Lloyds Banking Group has announced nearly 4,000 job cuts in the 18 months since the Government sold off its stake in the lender to take it fully private.
The bank’s efficiency and modernisation drive has continued apace since it was taken off the public books in May 2017, with Lloyds saying a business overhaul and reduction of its branch network is essential to ensure it stays relevant amid a digital shift.
It has also meant the announced loss off around 3,899 job on a gross basis, according to numbers compiled by the Press Association.
The figure includes jobs lost to bank branch closures and decisions by Lloyds to outsource workers.

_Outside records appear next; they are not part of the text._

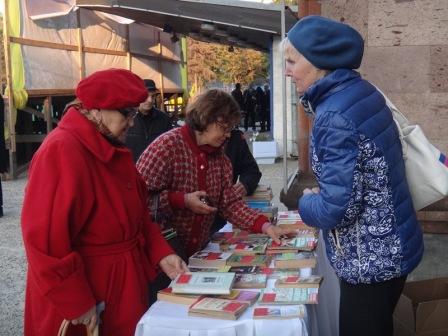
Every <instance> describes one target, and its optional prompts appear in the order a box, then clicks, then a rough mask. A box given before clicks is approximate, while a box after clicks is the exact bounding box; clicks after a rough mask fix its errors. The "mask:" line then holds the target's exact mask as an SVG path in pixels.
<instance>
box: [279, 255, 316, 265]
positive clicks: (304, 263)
mask: <svg viewBox="0 0 448 336" xmlns="http://www.w3.org/2000/svg"><path fill="white" fill-rule="evenodd" d="M274 267H275V268H314V267H316V256H315V255H314V253H313V252H300V253H282V254H275V255H274Z"/></svg>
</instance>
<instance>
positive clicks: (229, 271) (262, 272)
mask: <svg viewBox="0 0 448 336" xmlns="http://www.w3.org/2000/svg"><path fill="white" fill-rule="evenodd" d="M229 272H233V271H229ZM299 272H300V270H299V269H297V268H284V269H283V268H274V267H260V268H259V269H258V273H260V274H266V276H267V277H268V279H280V278H286V277H288V276H298V275H299ZM237 273H238V272H237Z"/></svg>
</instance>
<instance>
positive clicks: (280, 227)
mask: <svg viewBox="0 0 448 336" xmlns="http://www.w3.org/2000/svg"><path fill="white" fill-rule="evenodd" d="M263 233H265V234H267V235H268V236H269V237H271V238H272V240H273V241H274V242H276V243H277V244H280V243H281V241H280V237H282V236H287V235H290V234H296V230H295V229H293V228H290V229H288V228H282V227H279V226H275V225H272V224H269V225H267V226H263Z"/></svg>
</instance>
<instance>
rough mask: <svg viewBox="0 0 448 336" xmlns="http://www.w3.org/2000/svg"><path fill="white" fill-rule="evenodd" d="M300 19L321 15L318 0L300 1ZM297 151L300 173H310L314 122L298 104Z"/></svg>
mask: <svg viewBox="0 0 448 336" xmlns="http://www.w3.org/2000/svg"><path fill="white" fill-rule="evenodd" d="M297 5H298V8H299V13H298V14H299V19H300V18H303V17H304V16H307V15H319V14H320V12H321V10H320V4H319V3H317V2H316V0H298V1H297ZM297 124H298V125H297V149H298V152H299V162H298V164H299V171H300V172H303V173H309V172H310V162H309V137H310V129H311V127H312V126H311V124H312V121H311V120H310V118H308V117H307V116H306V115H305V111H304V110H303V106H302V104H300V103H299V104H297Z"/></svg>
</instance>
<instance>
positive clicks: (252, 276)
mask: <svg viewBox="0 0 448 336" xmlns="http://www.w3.org/2000/svg"><path fill="white" fill-rule="evenodd" d="M267 279H268V278H267V276H266V274H246V273H239V274H236V276H235V282H234V284H233V288H266V283H267Z"/></svg>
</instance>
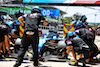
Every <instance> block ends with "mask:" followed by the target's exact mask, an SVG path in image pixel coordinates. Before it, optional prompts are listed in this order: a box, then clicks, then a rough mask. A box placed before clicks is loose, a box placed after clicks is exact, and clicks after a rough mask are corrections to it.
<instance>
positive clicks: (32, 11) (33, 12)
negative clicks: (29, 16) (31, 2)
mask: <svg viewBox="0 0 100 67" xmlns="http://www.w3.org/2000/svg"><path fill="white" fill-rule="evenodd" d="M31 13H41V10H40V8H39V7H38V6H35V7H33V9H32V12H31Z"/></svg>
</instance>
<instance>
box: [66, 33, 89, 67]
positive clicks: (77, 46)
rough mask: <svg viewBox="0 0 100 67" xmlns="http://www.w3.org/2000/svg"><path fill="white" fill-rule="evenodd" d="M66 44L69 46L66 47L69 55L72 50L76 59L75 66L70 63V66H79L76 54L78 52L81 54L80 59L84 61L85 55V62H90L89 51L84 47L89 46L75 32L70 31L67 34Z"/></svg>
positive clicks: (73, 56) (74, 58)
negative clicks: (75, 33)
mask: <svg viewBox="0 0 100 67" xmlns="http://www.w3.org/2000/svg"><path fill="white" fill-rule="evenodd" d="M65 43H66V44H67V47H66V49H67V51H66V52H67V54H69V53H70V49H72V50H71V51H72V54H73V57H74V59H75V64H71V63H69V65H73V66H78V61H77V59H76V54H75V53H76V52H77V53H79V55H80V59H82V54H84V58H85V61H86V62H89V60H90V56H89V49H86V48H85V47H83V45H87V44H86V43H85V42H84V41H83V40H82V39H81V38H79V37H78V36H75V35H74V32H73V31H69V32H68V33H67V39H66V40H65Z"/></svg>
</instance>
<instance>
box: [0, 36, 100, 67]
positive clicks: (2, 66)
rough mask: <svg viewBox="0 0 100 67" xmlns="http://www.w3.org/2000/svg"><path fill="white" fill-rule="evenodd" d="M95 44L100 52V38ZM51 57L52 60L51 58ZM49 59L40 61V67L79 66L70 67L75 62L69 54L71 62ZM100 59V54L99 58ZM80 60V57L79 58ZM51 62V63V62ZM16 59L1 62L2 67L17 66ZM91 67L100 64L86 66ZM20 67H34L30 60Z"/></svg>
mask: <svg viewBox="0 0 100 67" xmlns="http://www.w3.org/2000/svg"><path fill="white" fill-rule="evenodd" d="M95 44H96V45H97V46H98V48H99V50H100V36H96V39H95ZM50 56H51V58H50ZM50 56H49V57H46V60H45V62H41V61H39V64H40V66H39V67H77V66H70V65H69V64H68V63H69V62H71V61H73V57H72V54H71V53H70V54H69V58H70V60H67V59H58V58H56V57H55V56H53V55H50ZM97 57H100V54H99V55H98V56H97ZM77 58H79V56H77ZM50 60H51V61H50ZM15 61H16V59H14V58H5V59H2V60H0V67H13V65H14V64H15ZM79 65H82V63H79ZM86 65H87V66H90V67H100V63H96V64H86ZM19 67H34V66H33V61H30V60H24V61H23V63H22V64H21V66H19Z"/></svg>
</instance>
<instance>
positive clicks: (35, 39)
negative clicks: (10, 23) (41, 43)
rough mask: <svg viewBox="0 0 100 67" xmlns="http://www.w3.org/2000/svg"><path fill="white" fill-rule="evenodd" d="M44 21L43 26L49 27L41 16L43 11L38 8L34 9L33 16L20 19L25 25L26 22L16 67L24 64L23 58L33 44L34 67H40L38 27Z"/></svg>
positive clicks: (21, 23) (32, 46)
mask: <svg viewBox="0 0 100 67" xmlns="http://www.w3.org/2000/svg"><path fill="white" fill-rule="evenodd" d="M41 20H43V22H44V23H43V25H48V23H49V22H48V21H47V20H46V19H45V18H44V17H43V16H42V15H41V10H40V9H38V8H34V9H32V12H31V14H25V15H23V16H21V17H19V18H18V21H19V22H20V23H21V24H22V25H24V21H25V30H24V34H23V37H22V45H21V48H20V51H19V53H18V57H17V61H16V63H15V65H14V67H18V66H20V65H21V63H22V62H23V57H24V55H25V52H26V50H28V46H29V45H30V44H32V48H33V52H34V55H33V58H34V64H33V65H34V66H38V43H39V35H38V25H39V24H40V21H41Z"/></svg>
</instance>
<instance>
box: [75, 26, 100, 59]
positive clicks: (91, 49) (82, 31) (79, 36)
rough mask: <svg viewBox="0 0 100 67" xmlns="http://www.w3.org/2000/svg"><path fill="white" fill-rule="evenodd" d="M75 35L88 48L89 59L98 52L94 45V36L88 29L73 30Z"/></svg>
mask: <svg viewBox="0 0 100 67" xmlns="http://www.w3.org/2000/svg"><path fill="white" fill-rule="evenodd" d="M74 33H75V35H78V36H79V37H80V38H82V39H83V41H84V42H85V43H86V44H87V45H88V46H89V48H90V52H91V58H93V57H94V55H96V53H97V52H99V50H98V47H97V46H96V45H95V43H94V41H93V40H94V35H93V33H92V32H90V31H89V30H88V29H85V28H80V29H77V30H75V32H74Z"/></svg>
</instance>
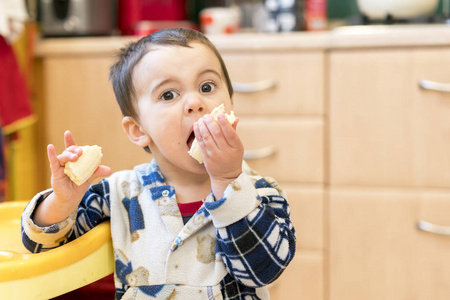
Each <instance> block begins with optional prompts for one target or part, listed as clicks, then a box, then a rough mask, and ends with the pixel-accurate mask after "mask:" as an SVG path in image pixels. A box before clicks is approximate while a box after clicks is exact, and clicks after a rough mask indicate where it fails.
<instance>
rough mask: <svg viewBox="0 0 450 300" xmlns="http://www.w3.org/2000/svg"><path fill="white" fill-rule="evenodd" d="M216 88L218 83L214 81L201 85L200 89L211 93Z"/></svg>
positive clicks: (203, 91) (206, 91)
mask: <svg viewBox="0 0 450 300" xmlns="http://www.w3.org/2000/svg"><path fill="white" fill-rule="evenodd" d="M215 88H216V85H215V84H214V83H213V82H207V83H205V84H203V85H202V86H201V87H200V91H201V92H202V93H211V92H212V91H214V90H215Z"/></svg>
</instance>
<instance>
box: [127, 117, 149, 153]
mask: <svg viewBox="0 0 450 300" xmlns="http://www.w3.org/2000/svg"><path fill="white" fill-rule="evenodd" d="M122 127H123V130H124V131H125V133H126V134H127V135H128V138H129V139H130V141H131V142H133V143H134V144H136V145H138V146H139V147H141V148H144V147H145V146H148V145H149V144H150V136H149V135H148V134H147V133H146V132H145V131H143V130H142V127H141V125H140V124H139V123H138V122H137V121H136V120H135V119H134V118H132V117H124V118H123V119H122Z"/></svg>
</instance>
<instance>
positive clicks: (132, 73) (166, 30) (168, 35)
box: [109, 28, 233, 118]
mask: <svg viewBox="0 0 450 300" xmlns="http://www.w3.org/2000/svg"><path fill="white" fill-rule="evenodd" d="M192 42H198V43H201V44H203V45H205V46H207V47H208V48H209V49H211V50H212V51H213V52H214V54H215V55H216V56H217V58H218V59H219V62H220V66H221V67H222V71H223V74H224V76H225V80H226V83H227V87H228V93H229V94H230V98H231V97H232V96H233V88H232V86H231V80H230V77H229V75H228V71H227V68H226V66H225V63H224V61H223V59H222V57H221V56H220V54H219V51H217V49H216V47H215V46H214V44H213V43H212V42H211V41H210V40H209V39H208V38H207V37H206V36H204V35H203V34H202V33H200V32H198V31H196V30H193V29H185V28H169V29H162V30H159V31H156V32H154V33H152V34H150V35H147V36H145V37H143V38H141V39H140V40H138V41H136V42H132V43H130V44H129V45H128V46H127V47H125V48H122V49H121V50H120V52H119V53H118V59H117V62H116V63H114V65H112V67H111V69H110V72H109V79H110V80H111V82H112V86H113V89H114V94H115V95H116V100H117V103H118V104H119V107H120V110H121V111H122V115H123V116H130V117H133V118H137V112H136V109H135V107H136V106H135V99H134V98H135V96H136V95H135V93H136V90H135V88H134V85H133V77H132V75H133V70H134V68H135V66H136V65H137V63H138V62H139V61H140V60H141V58H142V57H144V56H145V54H147V53H148V51H149V50H150V49H151V46H153V45H162V46H182V47H190V46H189V44H190V43H192Z"/></svg>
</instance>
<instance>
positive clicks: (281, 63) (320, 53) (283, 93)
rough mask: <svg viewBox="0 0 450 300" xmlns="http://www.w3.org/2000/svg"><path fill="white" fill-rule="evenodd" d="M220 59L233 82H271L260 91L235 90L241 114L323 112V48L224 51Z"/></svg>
mask: <svg viewBox="0 0 450 300" xmlns="http://www.w3.org/2000/svg"><path fill="white" fill-rule="evenodd" d="M223 59H224V61H225V63H226V65H227V68H228V71H229V73H230V76H231V79H232V81H234V82H235V83H240V84H250V85H251V84H255V83H261V82H272V83H273V86H272V87H269V86H268V88H267V89H266V90H263V91H260V92H254V93H240V92H239V90H237V91H236V92H235V94H234V97H233V98H234V106H235V110H236V111H238V112H239V113H240V114H245V115H271V116H273V115H282V116H286V115H303V116H306V115H315V116H322V115H323V114H324V99H325V98H324V91H325V89H324V85H325V82H324V81H325V76H324V71H325V69H324V65H325V52H324V51H311V52H301V53H300V52H299V51H278V52H271V51H261V50H259V51H249V50H247V51H246V52H244V53H242V52H237V51H234V52H230V51H224V52H223ZM236 87H237V88H238V86H237V85H236Z"/></svg>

The lender is also set to create a raft of new positions, but not all staff will have the skills required to fill jobs – some of which require digital engineering and design experience.
When balancing out for jobs created, Lloyds has flagged plans to slash 819 positions in the year and half since it was taken fully private in May 2017.
The privatisation came nine years after the Government spent £20.3 billion of taxpayers’ cash to bail it out at the height of the financial crisis.
At its peak, Lloyds was 43% owned by the state.
Just a month after leaving public hands, Lloyds announced it was getting rid of 252 jobs at its Dundee call centre amid a plans for a new site, about 23 miles away in Fife where it planned to base just 230 staff.
In September 2017, Lloyds said it would outsource 1,000 jobs to Diligenta, affecting staff in Edinburgh and Bristol.
By November 2017, the lender announced it was cutting 99 jobs as it was shuttering 49 branches under its Halifax, Bank of Scotland and Lloyds brands.
A shake-up across five of its divisions meant slashing another 465 jobs, with the lion’s share impacting upon commercial banking, the chief information office, risk, community banking, insurance and wealth.
However, 465 jobs were set to be created throughout the business, the company said in February this year.
The biggest blow in the past year came in April when the bank announced the loss of 1,230 jobs under plans to close another 49 branches.
It said 925 new roles were also being made available elsewhere in the business, leaving just 305 jobs lost on a net basis.
A further 405 job losses were flagged in June, but Lloyds stressed its staff base would ultimately only be shrunk by 255 roles as 195 would also be added.
Most recently, another 23 jobs were cut amid 15 bank branch closures in September. A separate cull of 380 jobs was matched with 435 new roles, resulting in a net increase of 55 positions.
Ged Nichols, general secretary for union Accord, said: “We regret any reduction in jobs and opportunities. We work hard with Lloyds Banking Group and Unite to mitigate the impact of organisational changes on our members livelihoods as much as possible.”
He said the wider industry was having to adapt to “rapidly changing” technology that is changing consumer behaviour and creating costly security challenges.
“Accord and Unite have dealt with job reductions right through since 2008 in as fair a way as possible. Only a tiny minority of redundancies have been compulsory and we regret each one of them.”
The near-4,000 gross job losses in the 18 months following Lloyds’ privatisation compares to 7,335 total job losses and 5,626 net positions lost in the year and a half prior to the Government’s stake sell-off.
A Lloyds Banking Group spokeswoman said: “The group is making its largest ever investment in our colleagues to re-skill them so that it is able to meet customers’ changing needs.
“As we have demonstrated in the past, we will always look to redeploy people wherever possible to retain experience and knowledge within the group.
“And where we have needed to make changes, over 90% of role reductions have been achieved through a combination of redeployment, natural attrition and voluntary redundancy.
“The group’s aggregate employee numbers are reported on a regular basis.”